Table 4.1 presents more metrics that back up our claims. We are interested in the following metrics: VarPointsTo entries (vars), TaintedHeapFromSourceFlowsToSink (sinks), LeakClassObject (leak-co), LeakHeap (leak-h) and SourceToSinkToLeak (leak-path).

CONCLUSIONS

ANALYSIS INPUT RELATIONS

SECURITY ANALYSIS CODE

6 MethodSignature:Value(?sig:"").

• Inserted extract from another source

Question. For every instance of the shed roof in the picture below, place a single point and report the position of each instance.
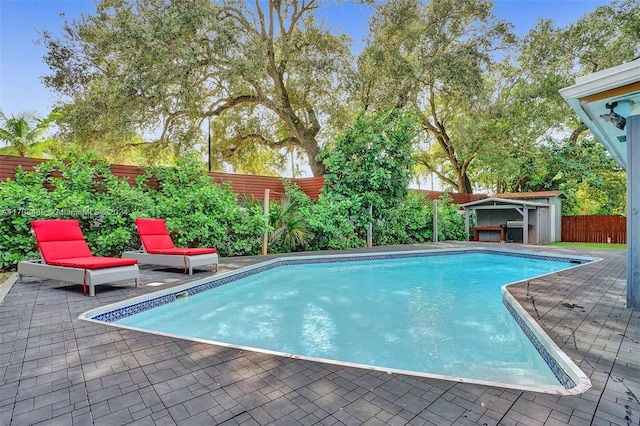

In OOPSLA '09: 24th Annual ACM SIGPLAN Conference on Object-Oriented Programming, Systems, Languages, and Applications, New York, NY, USA, 2009. Martin, Dzintars Avots, Michael Carbin, and Christopher Unkel, “Context-Sensitive Programming Analysis as Queries by database”, In PODS '05: Proc.

11] Michael Eichberg, Sven Kloppenburg, Karl Klose, and Mira Mezini, “Definition and continuous control of structural program dependencies”, In ICSE ’08: Proc.